Back in 2011, I wrote a Health Tip entitled, “Physicians as Morons”, whose title over the years I have come to regret, the unpleasantness of name-calling and all. You can read about this case here, but it’s just easier if I summarize it.
A young woman had contacted me for help with the unusual diagnosis of hypertrichosis, a medical term for a skin condition in which she was growing hair all over her body. The extreme condition, which she had seen online, and was appropriately horrified, is called the “Werewolf Syndrome” and was accompanied by the photo of Jo-Jo the Dog Faced Boy. Her worried primary care doctor sent her to a dermatologist, who was befuddled, then to another, then to an endocrinologist, and although her hormone levels were normal, she was started on spironolactone to block testosterone production in case she had some sort of weird hypersensitivity to her own hormone.
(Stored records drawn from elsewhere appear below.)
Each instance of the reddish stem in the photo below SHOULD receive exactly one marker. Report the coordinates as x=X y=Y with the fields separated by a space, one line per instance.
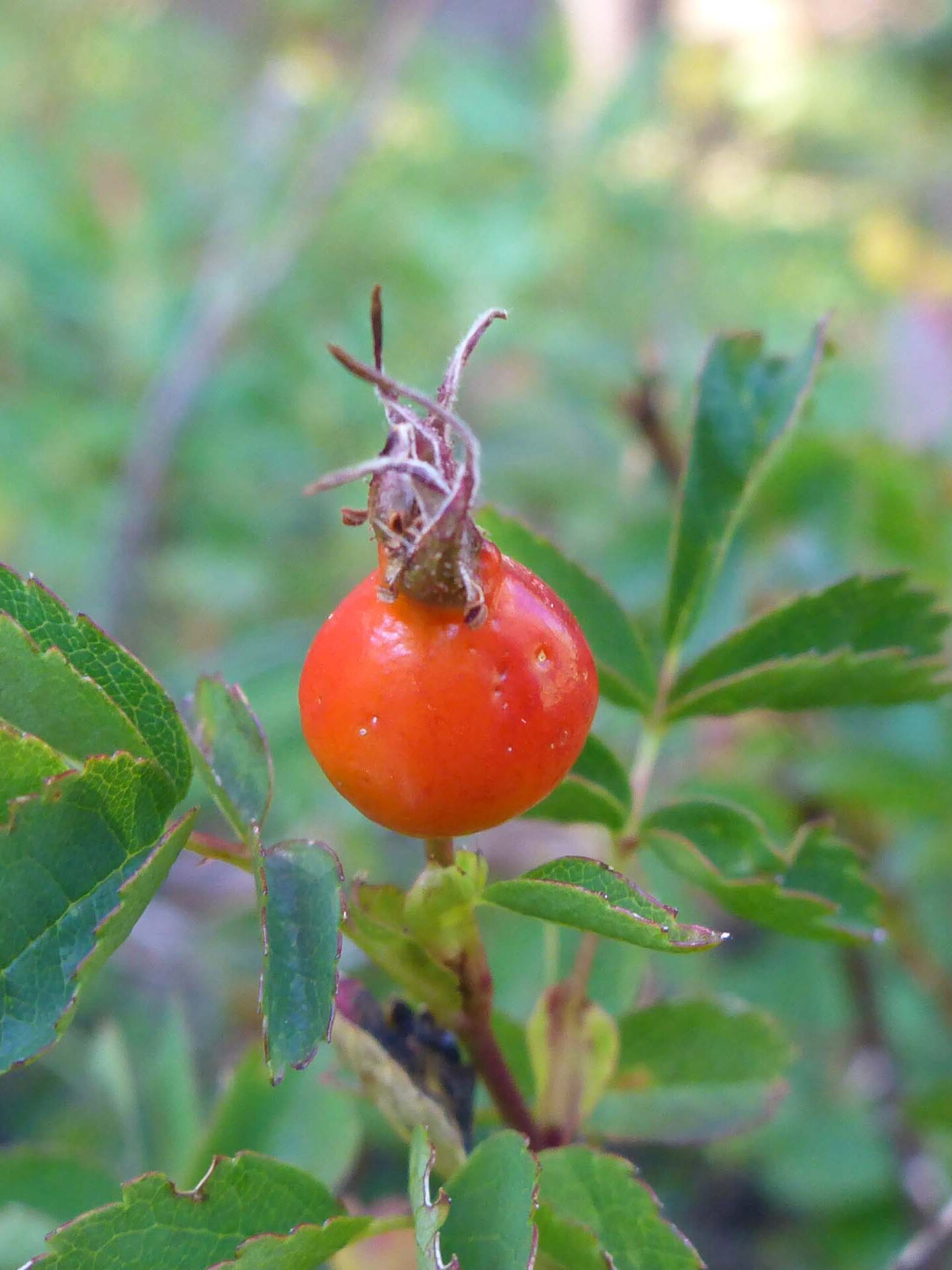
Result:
x=487 y=1057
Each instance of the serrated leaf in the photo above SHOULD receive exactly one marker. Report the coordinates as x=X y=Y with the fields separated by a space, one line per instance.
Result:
x=395 y=1094
x=79 y=863
x=41 y=693
x=429 y=1214
x=306 y=1249
x=588 y=1199
x=301 y=916
x=816 y=889
x=861 y=615
x=169 y=1095
x=161 y=1228
x=375 y=922
x=813 y=681
x=596 y=792
x=238 y=762
x=588 y=896
x=493 y=1199
x=22 y=1234
x=54 y=1181
x=574 y=1050
x=510 y=1038
x=93 y=654
x=692 y=1071
x=26 y=762
x=306 y=1123
x=626 y=673
x=746 y=400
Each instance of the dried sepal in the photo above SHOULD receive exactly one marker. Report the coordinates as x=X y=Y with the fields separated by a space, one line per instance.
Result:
x=423 y=483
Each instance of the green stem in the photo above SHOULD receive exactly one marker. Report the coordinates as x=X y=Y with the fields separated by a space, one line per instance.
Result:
x=212 y=847
x=385 y=1224
x=475 y=1024
x=647 y=753
x=440 y=851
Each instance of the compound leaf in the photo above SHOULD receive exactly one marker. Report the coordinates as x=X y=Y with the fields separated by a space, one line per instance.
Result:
x=816 y=889
x=429 y=1214
x=376 y=923
x=589 y=896
x=694 y=1071
x=54 y=1181
x=301 y=916
x=493 y=1199
x=79 y=863
x=305 y=1249
x=596 y=792
x=237 y=760
x=92 y=654
x=746 y=400
x=161 y=1228
x=26 y=762
x=596 y=1212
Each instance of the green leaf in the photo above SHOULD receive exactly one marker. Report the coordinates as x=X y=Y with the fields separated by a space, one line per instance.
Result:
x=429 y=1216
x=746 y=403
x=395 y=1094
x=306 y=1249
x=592 y=897
x=626 y=673
x=492 y=1201
x=863 y=615
x=596 y=792
x=22 y=1235
x=92 y=654
x=694 y=1071
x=60 y=1184
x=169 y=1095
x=237 y=761
x=160 y=1228
x=512 y=1039
x=589 y=1201
x=26 y=762
x=376 y=923
x=78 y=865
x=301 y=920
x=41 y=693
x=440 y=907
x=307 y=1122
x=816 y=889
x=814 y=681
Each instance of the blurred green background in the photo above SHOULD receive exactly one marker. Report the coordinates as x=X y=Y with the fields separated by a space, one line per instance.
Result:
x=197 y=196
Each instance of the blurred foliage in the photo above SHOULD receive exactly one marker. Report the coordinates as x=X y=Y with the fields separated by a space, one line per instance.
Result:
x=748 y=181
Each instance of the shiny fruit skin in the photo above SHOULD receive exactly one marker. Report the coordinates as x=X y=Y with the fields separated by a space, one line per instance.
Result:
x=436 y=730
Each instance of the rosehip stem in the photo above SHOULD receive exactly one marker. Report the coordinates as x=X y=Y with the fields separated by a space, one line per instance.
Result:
x=475 y=1023
x=440 y=851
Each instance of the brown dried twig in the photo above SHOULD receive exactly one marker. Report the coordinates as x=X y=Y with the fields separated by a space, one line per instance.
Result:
x=644 y=409
x=234 y=277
When I saw her she did indeed have more hair than normal, but not enough to be mistaken for a young faun and be shot while jogging in the woods by an enthusiastic hunter. She had been spending quite a bit of money on electrolysis.
I reviewed her case in detail, read over all the lab tests she’d brought, and froze (literally froze) when I read the list of medications she was taking.
Forcing my voice to remain calm, I asked, “I see you’re taking finasteride, you know Propecia, and your dose is pretty high.”
“Oh, that. Yes, my doctor prescribed it years ago because the hair on the top of my head was thinning. It works well. I take it every day.”
“But Propecia grows hair everywhere.”
“Really? Do you think I should stop taking it?”
Now, The Problems Of Silo Medicine
Rather than resort to my usual eye-rolling, moaning, or immature name calling, the case I’ll tell you about this morning is simply the problem with Silo Medicine.
You’ve already experienced Silo Medicine: all your specialists in one field packed in their very own silo, like corncobs, and you’re passed back and forth among them. But challenge them with a problem one inch beyond their specialty, and you’re lateralled like a football to the next silo, then the next, and the next. And, to make matters worse, there’s virtually no communication between silos.
Every mega medical center is like this most physicians will agree and consider yourself blessed when the specialist you’re scheduled to see, already protected by a phalanx of underlings, makes eye contact with you that’s measurable by stopwatch.
The Puzzling Rash
Virginia is an intelligent middle-aged woman with a really bad skin rash covering most of her body. It has now been torturing her for over five years. It had started as a few spots on her arms, legs and trunk and spread and spread. But her particular case was complicated by Virginia having an unusual cancer several years before her rash. The cancer fortunately responded well to chemotherapy and her oncologists, checking her regularly, really felt it was now fully cured. Yay!
But this rash is driving her crazy. Makes her life a complete misery. Itching, burning, leaking fluid, interfering with sleep.
She’d seen the best dermatologists at the Mega Center. A skin biopsy resulted as “non-specific”. The rash improves when she was placed on steroids but because these would suppress both inflammation and her immune system, no one wanted to go there on a long-term basis. She’s been variously diagnosed with chronic psoriasis, rosacea, chronic atopic dermatitis (nonspecific allergies), and although the Humera family of meds were suggested, she promptly nixed those because of increased cancer risks.
Concerning food sensitivities, she “thought” she was a little better when she went off gluten and did notice worsening of her rash when she ate a lot of it, like a plate of pasta. She’d never gone 100% gluten free for any appreciable length of time.
What really caught my attention (as had the hairy young lady mentioned earlier) was Virginia’s medicine list.
I asked: “Why are you taking Bactrim? Do you have a bladder infection? Is this recent?”
“I don’t know. It just keeps getting refilled.”
“If you were to take a wild guess, do you think you’ve been taking Bactrim for what, six months, one year, two, three…”
“Oh, longer than that. Probably at least five years. I don’t remember why they started it.”
“Five years ago, is a long time. Is it possible that your skin was clear before you started the Bactrim?”
She was silent.
I explained that generally antibiotics are used for a short course, ten days or so, although there are exceptions. Bactrim is from the sulfa group of antibiotics, actually the very first group that became available for infections. Doctors don’t prescribe Bactrim too often anymore because of side effects: more than 10% of people are allergic to it.
Virginia asked, “What happens when they take it and they’re allergic to it.”
“They get a skin rash.”
“And if they take Bactrim for five years?”
“The rash gets worse.” I paused. I was about to go into details of “leaky gut” that can occur with long term antibiotic use, and maybe this links some of her rash with her perceived gluten sensitivity. But this will be for later.
Once the Bactrim was gone, if this indeed were the cause of her chronic skin rash, her leaky gut would be an easy fix. “You need to go to every one of your doctors, call them if necessary, and ask them if they were aware that you’ve been taking Bactrim for five years, and can you stop the Bactrim right now.”